Tonight’s dinner was an antioxidant feast! No free radicals here! I have been on a bit of a mission lately since watching a documentary on what’s in our food, then buying the book and learning about the horrors of all the crap that gets put in our food. I have been doing my darndest to eliminate as much of the crap as possible which basically means making everything myself! (Maybe not such a good plan after all!) We have switched to home made muesli, home made yoghurt (surprisingly commercial yoghurt is full of rubbish), cut right back on bread (and what we do have I have generally been making) and started eating whole-wheat pasta, brown rice and lots of pulses. Plus less red meat and more fish!
So I had some salmon fillets and decided to build a meal around those. I teamed them with a minted pea and spinach crush, (recipe to follow!) topped it with some finely grated beetroot (its my new favourite vege!) dressed with olive oil and balsamic and also a cherry tomato and capsicum salad. The cherry tomatoes travelled back from KeriKeri with us, we found a lovely roadside stall selling fabulous fruit and vege so I grabbed a punnet as we don’t tend to see the yellow ones around here. They were yummy and a little go a long way!
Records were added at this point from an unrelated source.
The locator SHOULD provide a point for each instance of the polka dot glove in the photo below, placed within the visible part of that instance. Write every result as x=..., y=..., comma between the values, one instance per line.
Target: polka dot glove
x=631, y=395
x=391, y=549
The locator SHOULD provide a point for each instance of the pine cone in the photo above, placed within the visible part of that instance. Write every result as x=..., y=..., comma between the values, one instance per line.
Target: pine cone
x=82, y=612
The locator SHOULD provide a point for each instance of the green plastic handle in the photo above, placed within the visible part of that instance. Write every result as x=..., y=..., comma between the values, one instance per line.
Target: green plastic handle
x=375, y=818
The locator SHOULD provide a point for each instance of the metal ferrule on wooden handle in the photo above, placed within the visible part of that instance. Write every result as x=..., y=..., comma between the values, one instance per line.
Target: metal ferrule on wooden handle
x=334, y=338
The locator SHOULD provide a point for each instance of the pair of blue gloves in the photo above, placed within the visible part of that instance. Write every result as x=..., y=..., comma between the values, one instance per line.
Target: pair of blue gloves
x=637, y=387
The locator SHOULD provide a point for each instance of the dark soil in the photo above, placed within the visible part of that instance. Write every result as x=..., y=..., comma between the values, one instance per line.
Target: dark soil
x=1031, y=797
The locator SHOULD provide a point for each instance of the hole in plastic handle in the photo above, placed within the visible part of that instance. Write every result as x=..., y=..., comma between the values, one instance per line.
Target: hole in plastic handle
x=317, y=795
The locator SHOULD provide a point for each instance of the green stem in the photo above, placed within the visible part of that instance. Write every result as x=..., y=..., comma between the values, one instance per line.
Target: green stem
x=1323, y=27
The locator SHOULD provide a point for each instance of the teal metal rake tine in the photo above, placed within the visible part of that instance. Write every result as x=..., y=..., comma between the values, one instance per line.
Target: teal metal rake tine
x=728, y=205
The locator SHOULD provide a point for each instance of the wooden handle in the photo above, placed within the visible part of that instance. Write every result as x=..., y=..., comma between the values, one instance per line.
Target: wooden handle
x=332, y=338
I have made the minted pea crush many times and I tend to muck around with it depending on what I have to hand. This time I put parsley and lemon verbena in as well, just because I had them. I also added the spinach for something different, just used frozen and while the taste was good, for looks I would maybe go for fresh baby leaves next time. It goes well with any fish, but is also great with lamb. This serves 4 generously.
Minted pea and spinach crush
2 spring onions, chopped
1 garlic clove, finely chopped
1 tbsp butter
1 c frozen peas
1 c frozen free flow spinach
splash of wine
½ c chicken or vege stock
handful of mint leaves, chopped finely
good lug of extra virgin olive oil
squeeze of lemon
Saute onions and garlic in butter.
Add peas and spinach and cook until spinach thoroughly wilted. Add wine, then stock and simmer until peas heated right through. Throw in mint, then mash with a potato masher to just ‘crush’ the peas. Add lemon to taste and stir through olive oil to loosen before serving.
I used our local olive oil, it is the yummiest!
To finish we had berries with chopped mint and lemon verbena and icecream, the berry picture is on my side bar as it turned out so well!